Panik bozukluk yaşanınca kişinin sosyal ve akademik işlevselliği düşünce, bu tabloya depresyon ekleniyor. Özellikle hastalık tanınmadığı zaman bu oluyor, tanındıktan sonra ise depresyon gelişmiyor.
İLAÇ TEDAVİSİ:
İlaç tedavisinde antidepresan ilaçlar kullanılıyor. Artık ilaçlar çok gelişti. Okuyan, çalışan insanlara yönelik ilaçlar kişiyi uyuşturmuyor, donuklaştırmıyor ve yan etkileri bakımından çok rahat ilaçlar bunlar.
Terapi sürecine dönersek; dinamik ve analitik terapi nedir?
Dinamik yönelimli terapiler biraz farklıdır. Çok düzenli görüşmeler şeklide olmalı ve asla ara vermeden, haftada bir ya da iki kez yapılmalıdır. Dinamik terapi psikanalitik terapi diye adlandırılıyor. Kişinin, kişilik özelliklerini anlamaya yönelik, kendisinden kaynaklanan güçlükler nelerdir, kişilik yapısında olması gereken değişimler ne olmadır? konularına açıklık getiren serbest çağrışımlı bir terapi bu. Terapistin daha uzun süre dinlediği, katılımının az olduğu bir teknik. Burada süre uzun ve en az 1-1.5 yıl gibi sürüyor, hatta 6-7 yılı da bulabiliyor. Bu terapinin uygulanmasında güçlükler var çünkü terapistin bu konuda özel eğitim almış olması gerekiyor, hasta için de hem vakit, hem maliyet açısından sürdürmek zorlayıcı olabiliyor ama bazı durumlarda kesinlikle gerekiyor.

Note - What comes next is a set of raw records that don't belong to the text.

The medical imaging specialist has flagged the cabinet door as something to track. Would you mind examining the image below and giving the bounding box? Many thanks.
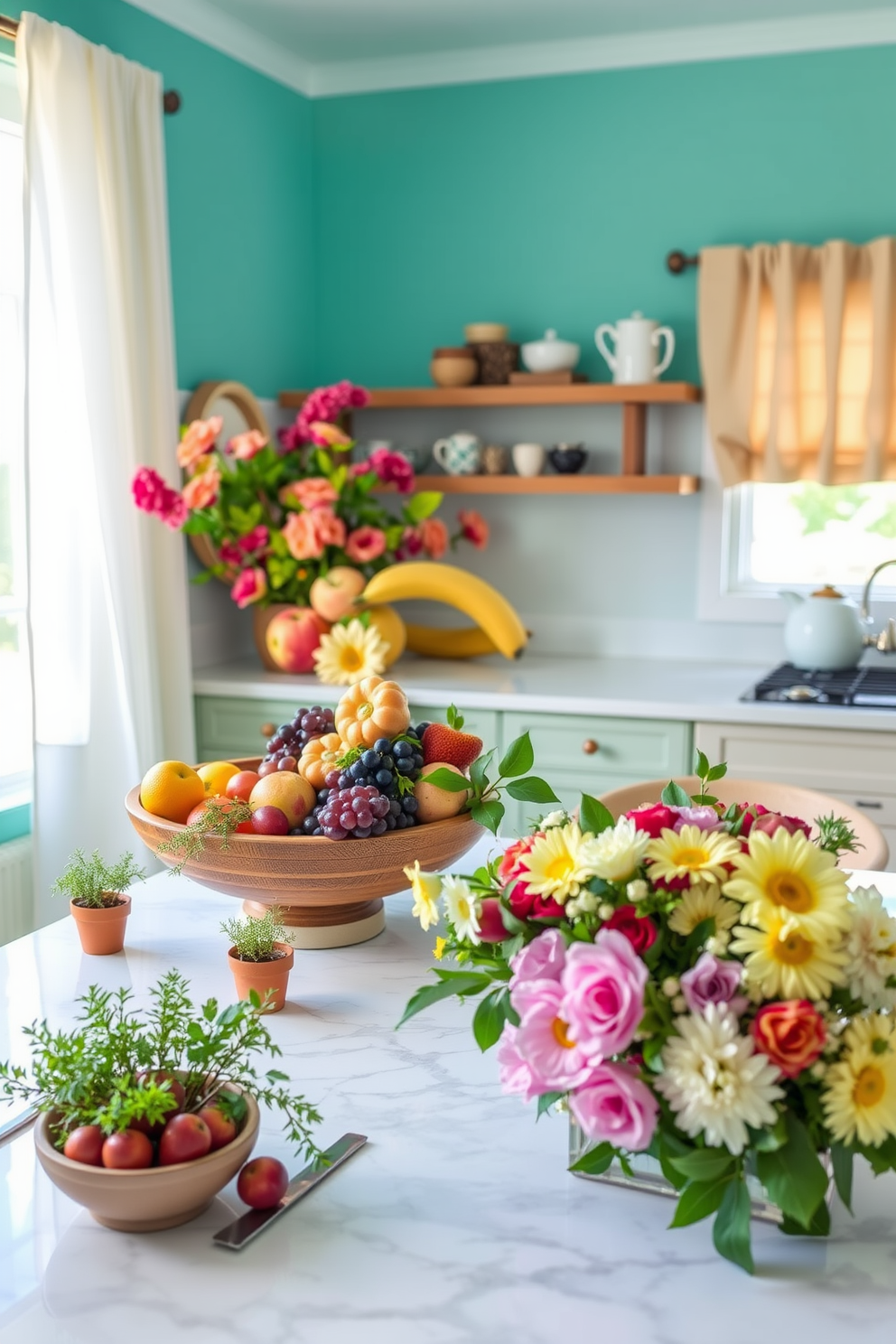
[501,713,692,835]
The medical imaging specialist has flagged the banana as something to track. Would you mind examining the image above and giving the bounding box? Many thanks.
[406,625,499,658]
[363,560,527,658]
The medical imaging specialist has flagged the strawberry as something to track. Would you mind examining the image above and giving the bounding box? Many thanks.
[423,723,482,770]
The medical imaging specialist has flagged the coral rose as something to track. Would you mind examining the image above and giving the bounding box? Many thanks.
[751,999,827,1078]
[345,527,386,565]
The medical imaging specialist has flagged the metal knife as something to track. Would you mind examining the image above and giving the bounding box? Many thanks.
[212,1134,367,1251]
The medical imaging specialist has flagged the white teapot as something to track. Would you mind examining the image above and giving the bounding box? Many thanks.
[593,313,676,383]
[780,583,865,672]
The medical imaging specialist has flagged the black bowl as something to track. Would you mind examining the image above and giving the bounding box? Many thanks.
[548,446,588,474]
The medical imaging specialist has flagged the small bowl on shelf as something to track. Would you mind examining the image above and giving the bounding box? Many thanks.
[548,443,588,476]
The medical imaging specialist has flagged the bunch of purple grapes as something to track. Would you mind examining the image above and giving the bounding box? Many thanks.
[258,705,336,774]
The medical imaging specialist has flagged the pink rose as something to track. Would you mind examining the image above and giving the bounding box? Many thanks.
[177,415,224,471]
[182,466,220,508]
[562,929,648,1063]
[282,510,323,560]
[681,952,750,1017]
[345,527,386,565]
[570,1064,659,1153]
[626,802,676,840]
[229,565,267,611]
[227,429,268,462]
[515,984,591,1091]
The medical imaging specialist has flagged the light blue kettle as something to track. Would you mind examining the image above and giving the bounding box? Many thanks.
[780,583,863,672]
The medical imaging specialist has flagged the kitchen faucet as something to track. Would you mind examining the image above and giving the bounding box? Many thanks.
[860,559,896,653]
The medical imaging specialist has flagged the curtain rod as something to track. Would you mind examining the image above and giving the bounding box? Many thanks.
[0,14,180,116]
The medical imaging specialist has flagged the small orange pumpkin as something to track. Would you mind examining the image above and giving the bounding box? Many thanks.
[336,676,411,747]
[297,733,348,789]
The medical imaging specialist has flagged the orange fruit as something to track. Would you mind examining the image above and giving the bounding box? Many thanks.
[196,761,239,798]
[140,761,207,826]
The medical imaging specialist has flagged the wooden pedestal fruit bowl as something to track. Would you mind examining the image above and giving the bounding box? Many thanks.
[125,757,482,947]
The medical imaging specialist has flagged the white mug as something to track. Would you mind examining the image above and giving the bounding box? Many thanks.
[433,433,482,476]
[510,443,546,476]
[593,313,676,383]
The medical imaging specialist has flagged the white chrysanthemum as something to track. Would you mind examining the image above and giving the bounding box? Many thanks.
[845,887,896,1009]
[587,817,650,882]
[442,873,480,942]
[654,1004,783,1154]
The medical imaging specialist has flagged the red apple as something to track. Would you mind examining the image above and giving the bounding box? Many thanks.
[158,1113,210,1167]
[61,1125,106,1167]
[199,1106,237,1153]
[237,1157,289,1209]
[102,1129,154,1171]
[265,606,329,672]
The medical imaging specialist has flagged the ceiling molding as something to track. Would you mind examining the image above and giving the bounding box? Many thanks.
[126,0,896,98]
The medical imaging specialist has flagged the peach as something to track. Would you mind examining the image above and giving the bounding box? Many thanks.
[308,565,367,623]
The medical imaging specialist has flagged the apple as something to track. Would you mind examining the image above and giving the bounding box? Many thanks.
[158,1113,212,1167]
[248,770,317,831]
[309,565,367,625]
[102,1129,154,1171]
[265,606,329,672]
[237,1157,289,1209]
[248,804,289,836]
[224,770,261,802]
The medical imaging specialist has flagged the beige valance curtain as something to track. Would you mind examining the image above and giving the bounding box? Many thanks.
[698,238,896,485]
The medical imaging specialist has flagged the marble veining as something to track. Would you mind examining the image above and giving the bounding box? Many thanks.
[0,856,896,1344]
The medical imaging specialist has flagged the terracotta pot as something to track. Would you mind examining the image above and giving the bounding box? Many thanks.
[69,896,130,957]
[253,602,295,676]
[35,1083,259,1232]
[227,942,294,1012]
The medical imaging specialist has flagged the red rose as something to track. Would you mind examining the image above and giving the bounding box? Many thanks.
[626,802,678,840]
[603,906,657,956]
[751,999,827,1078]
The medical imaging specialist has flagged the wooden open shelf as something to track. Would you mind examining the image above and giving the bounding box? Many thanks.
[381,473,700,495]
[279,383,703,410]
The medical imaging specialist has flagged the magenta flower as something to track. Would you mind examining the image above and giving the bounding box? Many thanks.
[681,952,750,1017]
[229,565,267,611]
[516,980,591,1091]
[560,929,648,1063]
[570,1064,659,1153]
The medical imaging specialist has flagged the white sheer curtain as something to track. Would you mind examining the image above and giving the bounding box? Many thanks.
[16,14,193,923]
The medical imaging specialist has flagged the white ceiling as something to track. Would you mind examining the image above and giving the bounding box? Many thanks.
[127,0,896,97]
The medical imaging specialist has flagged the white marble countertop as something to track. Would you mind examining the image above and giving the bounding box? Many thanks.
[193,655,896,733]
[0,856,896,1344]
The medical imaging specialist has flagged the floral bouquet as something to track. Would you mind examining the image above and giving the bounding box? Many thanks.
[402,752,896,1273]
[132,382,488,608]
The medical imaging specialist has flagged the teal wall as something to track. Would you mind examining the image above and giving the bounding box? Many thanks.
[3,0,314,397]
[313,47,896,385]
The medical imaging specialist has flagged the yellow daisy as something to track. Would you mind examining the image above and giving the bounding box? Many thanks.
[312,620,388,686]
[405,859,442,931]
[645,826,740,886]
[723,826,850,941]
[821,1013,896,1148]
[730,915,846,1000]
[520,821,593,904]
[669,882,740,938]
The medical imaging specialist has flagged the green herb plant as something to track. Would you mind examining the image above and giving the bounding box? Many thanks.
[220,906,286,961]
[50,849,146,910]
[0,970,321,1157]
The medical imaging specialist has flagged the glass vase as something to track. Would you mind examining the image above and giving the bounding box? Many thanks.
[570,1115,782,1223]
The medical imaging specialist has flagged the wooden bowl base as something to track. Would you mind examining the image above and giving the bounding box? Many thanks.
[243,899,386,952]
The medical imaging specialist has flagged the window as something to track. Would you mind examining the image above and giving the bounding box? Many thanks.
[0,63,33,807]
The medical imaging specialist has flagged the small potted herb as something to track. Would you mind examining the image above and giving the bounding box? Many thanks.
[220,906,293,1012]
[51,849,146,957]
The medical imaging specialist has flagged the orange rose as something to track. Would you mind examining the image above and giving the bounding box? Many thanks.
[752,999,827,1078]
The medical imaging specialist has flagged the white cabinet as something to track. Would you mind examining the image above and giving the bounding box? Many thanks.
[695,723,896,873]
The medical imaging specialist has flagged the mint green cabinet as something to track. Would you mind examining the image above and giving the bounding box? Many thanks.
[501,713,692,835]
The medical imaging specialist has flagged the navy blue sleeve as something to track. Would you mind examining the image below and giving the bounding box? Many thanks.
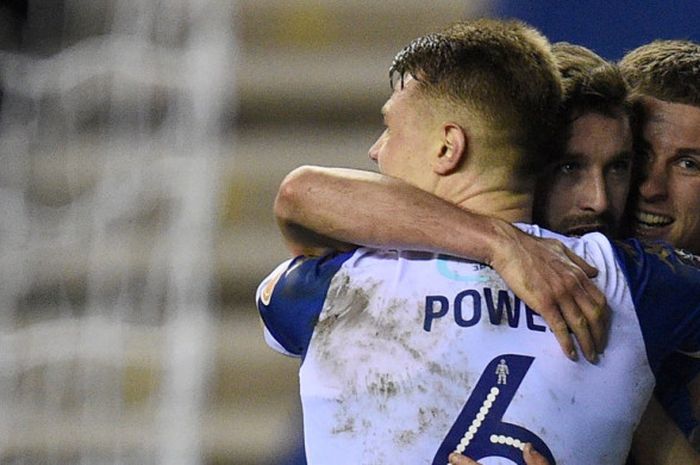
[613,239,700,373]
[258,252,353,357]
[654,352,700,436]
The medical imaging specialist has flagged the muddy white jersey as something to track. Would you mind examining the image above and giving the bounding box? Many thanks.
[257,225,700,465]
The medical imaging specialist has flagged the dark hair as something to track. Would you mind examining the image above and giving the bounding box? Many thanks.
[552,42,631,121]
[389,19,561,174]
[620,40,700,106]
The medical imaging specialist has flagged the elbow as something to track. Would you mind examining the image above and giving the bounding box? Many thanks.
[274,166,316,223]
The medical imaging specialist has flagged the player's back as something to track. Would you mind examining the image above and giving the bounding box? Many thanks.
[261,223,700,464]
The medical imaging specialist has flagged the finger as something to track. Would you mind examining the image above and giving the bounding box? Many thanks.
[450,452,480,465]
[556,254,610,361]
[540,305,578,362]
[560,299,598,363]
[564,247,598,278]
[523,442,550,465]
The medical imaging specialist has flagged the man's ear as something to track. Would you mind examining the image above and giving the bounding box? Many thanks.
[433,123,469,176]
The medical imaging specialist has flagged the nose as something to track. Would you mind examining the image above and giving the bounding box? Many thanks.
[639,161,668,203]
[579,173,609,214]
[368,131,386,162]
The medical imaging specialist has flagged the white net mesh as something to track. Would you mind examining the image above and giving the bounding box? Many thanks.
[0,0,237,465]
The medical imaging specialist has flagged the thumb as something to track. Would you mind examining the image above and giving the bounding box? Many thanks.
[564,248,598,278]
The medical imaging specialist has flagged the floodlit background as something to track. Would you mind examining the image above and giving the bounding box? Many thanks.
[0,0,479,465]
[0,0,700,465]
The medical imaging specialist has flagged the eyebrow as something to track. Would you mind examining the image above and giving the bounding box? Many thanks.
[676,148,700,157]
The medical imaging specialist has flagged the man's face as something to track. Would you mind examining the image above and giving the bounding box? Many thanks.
[369,77,435,190]
[543,112,632,236]
[634,97,700,254]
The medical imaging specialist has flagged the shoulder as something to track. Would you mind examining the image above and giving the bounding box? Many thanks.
[256,252,355,356]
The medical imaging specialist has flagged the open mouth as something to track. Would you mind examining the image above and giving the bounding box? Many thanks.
[635,211,673,230]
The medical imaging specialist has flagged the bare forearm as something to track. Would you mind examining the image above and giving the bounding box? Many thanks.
[275,167,504,262]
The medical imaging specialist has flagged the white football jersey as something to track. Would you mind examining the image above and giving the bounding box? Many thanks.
[257,225,700,465]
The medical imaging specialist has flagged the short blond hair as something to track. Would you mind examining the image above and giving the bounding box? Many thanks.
[620,40,700,106]
[389,19,561,174]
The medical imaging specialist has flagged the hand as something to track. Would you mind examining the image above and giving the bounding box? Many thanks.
[490,225,610,363]
[450,443,551,465]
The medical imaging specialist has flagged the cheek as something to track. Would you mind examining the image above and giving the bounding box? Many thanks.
[542,189,568,228]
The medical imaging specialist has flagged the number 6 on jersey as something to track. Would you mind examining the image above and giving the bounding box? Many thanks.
[433,354,555,465]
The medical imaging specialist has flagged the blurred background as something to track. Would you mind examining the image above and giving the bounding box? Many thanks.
[0,0,700,465]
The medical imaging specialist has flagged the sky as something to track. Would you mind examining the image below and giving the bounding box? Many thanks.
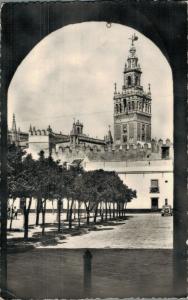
[8,22,173,140]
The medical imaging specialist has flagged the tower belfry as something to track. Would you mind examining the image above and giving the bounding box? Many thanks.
[114,34,151,145]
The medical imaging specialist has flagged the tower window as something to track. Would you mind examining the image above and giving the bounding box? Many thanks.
[123,99,127,110]
[119,103,122,113]
[127,76,132,86]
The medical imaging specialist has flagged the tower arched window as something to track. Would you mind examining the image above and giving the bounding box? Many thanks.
[127,76,132,86]
[135,76,138,85]
[123,99,127,111]
[119,103,122,113]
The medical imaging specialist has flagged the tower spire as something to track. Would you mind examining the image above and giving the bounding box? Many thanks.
[12,114,17,132]
[129,33,138,46]
[114,82,117,94]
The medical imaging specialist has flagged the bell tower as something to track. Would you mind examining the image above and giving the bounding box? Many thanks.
[114,34,151,145]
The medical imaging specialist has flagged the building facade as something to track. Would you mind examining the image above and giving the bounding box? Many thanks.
[10,35,173,211]
[114,35,152,145]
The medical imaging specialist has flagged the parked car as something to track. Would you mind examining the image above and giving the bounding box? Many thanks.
[161,204,173,217]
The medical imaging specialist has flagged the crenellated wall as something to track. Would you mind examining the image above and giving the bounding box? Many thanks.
[52,140,173,162]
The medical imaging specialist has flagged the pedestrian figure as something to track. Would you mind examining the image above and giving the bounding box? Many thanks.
[14,209,18,220]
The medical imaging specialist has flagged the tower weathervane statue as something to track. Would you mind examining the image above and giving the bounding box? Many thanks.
[129,33,138,46]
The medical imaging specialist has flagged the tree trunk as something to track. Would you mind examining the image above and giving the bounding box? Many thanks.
[24,197,32,240]
[112,202,115,219]
[105,201,108,221]
[42,199,46,235]
[57,199,62,233]
[94,204,98,224]
[108,203,112,220]
[78,201,80,228]
[36,198,41,226]
[86,207,90,225]
[9,198,15,231]
[68,200,74,229]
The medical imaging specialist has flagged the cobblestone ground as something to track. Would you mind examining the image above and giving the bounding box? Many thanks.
[8,213,173,249]
[56,213,173,249]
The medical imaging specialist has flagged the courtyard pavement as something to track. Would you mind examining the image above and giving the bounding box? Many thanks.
[8,213,173,249]
[46,213,173,249]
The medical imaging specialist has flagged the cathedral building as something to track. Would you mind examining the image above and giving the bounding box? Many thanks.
[9,35,173,211]
[114,35,152,145]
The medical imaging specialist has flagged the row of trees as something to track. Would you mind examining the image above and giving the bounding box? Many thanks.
[8,145,136,239]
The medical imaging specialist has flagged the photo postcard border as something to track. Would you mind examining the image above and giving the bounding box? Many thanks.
[0,0,188,297]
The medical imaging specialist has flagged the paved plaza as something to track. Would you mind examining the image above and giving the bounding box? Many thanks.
[51,213,173,249]
[8,213,173,249]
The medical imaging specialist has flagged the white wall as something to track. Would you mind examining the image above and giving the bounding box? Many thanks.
[119,173,173,209]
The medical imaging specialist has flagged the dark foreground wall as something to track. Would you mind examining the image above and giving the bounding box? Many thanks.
[8,249,174,299]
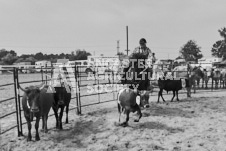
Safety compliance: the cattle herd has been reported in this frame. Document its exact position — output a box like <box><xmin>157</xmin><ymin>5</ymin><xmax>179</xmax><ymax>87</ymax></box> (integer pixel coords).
<box><xmin>20</xmin><ymin>65</ymin><xmax>226</xmax><ymax>141</ymax></box>
<box><xmin>20</xmin><ymin>81</ymin><xmax>71</xmax><ymax>141</ymax></box>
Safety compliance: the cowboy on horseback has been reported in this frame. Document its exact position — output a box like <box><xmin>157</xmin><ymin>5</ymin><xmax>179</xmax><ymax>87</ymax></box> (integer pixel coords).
<box><xmin>121</xmin><ymin>38</ymin><xmax>156</xmax><ymax>87</ymax></box>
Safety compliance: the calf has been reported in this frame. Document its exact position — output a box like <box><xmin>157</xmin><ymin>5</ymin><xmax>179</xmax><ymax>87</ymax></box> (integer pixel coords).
<box><xmin>157</xmin><ymin>78</ymin><xmax>189</xmax><ymax>103</ymax></box>
<box><xmin>53</xmin><ymin>84</ymin><xmax>71</xmax><ymax>129</ymax></box>
<box><xmin>118</xmin><ymin>88</ymin><xmax>149</xmax><ymax>126</ymax></box>
<box><xmin>20</xmin><ymin>85</ymin><xmax>54</xmax><ymax>141</ymax></box>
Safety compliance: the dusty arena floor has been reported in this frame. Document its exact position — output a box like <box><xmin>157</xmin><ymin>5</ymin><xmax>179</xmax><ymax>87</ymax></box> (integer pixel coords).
<box><xmin>0</xmin><ymin>91</ymin><xmax>226</xmax><ymax>151</ymax></box>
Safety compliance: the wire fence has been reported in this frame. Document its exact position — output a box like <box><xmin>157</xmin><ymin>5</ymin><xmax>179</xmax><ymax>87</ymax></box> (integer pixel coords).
<box><xmin>0</xmin><ymin>64</ymin><xmax>226</xmax><ymax>136</ymax></box>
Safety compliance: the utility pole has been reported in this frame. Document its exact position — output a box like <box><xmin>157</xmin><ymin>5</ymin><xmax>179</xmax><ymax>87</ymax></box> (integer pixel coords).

Bilişsel Davranışçı Terapiler
Obsesif kompulsif bozukluklar, panik bozukluklar gibi sorunlarda uygulanan bilişsel terapiler var. Burada hedef alınan şeyler zihindeki olumsuz düşüncelerdir. Panik atakla ilgili olarak örneğin, ‘bu atak beni öldürecek, çıldıracağım’ gibi korkuların daha sağlıklı düşüncelerle yer değiştirmesi sağlanır. Kişinin kaçınmaları varsa bu durumda da davranışçı boyut devreye girer ve kişinin bunların üzerine adım adım gitmesi sağlanır. Bunu da kişi haftalık seanslarda belirlenen ödevleri uygulayarak gerçekleştirir ve aşmaya çalışır. Gerektiğinde terapistten yardım ister, burada öğrenme mekanizmaları devreye sokuluyor.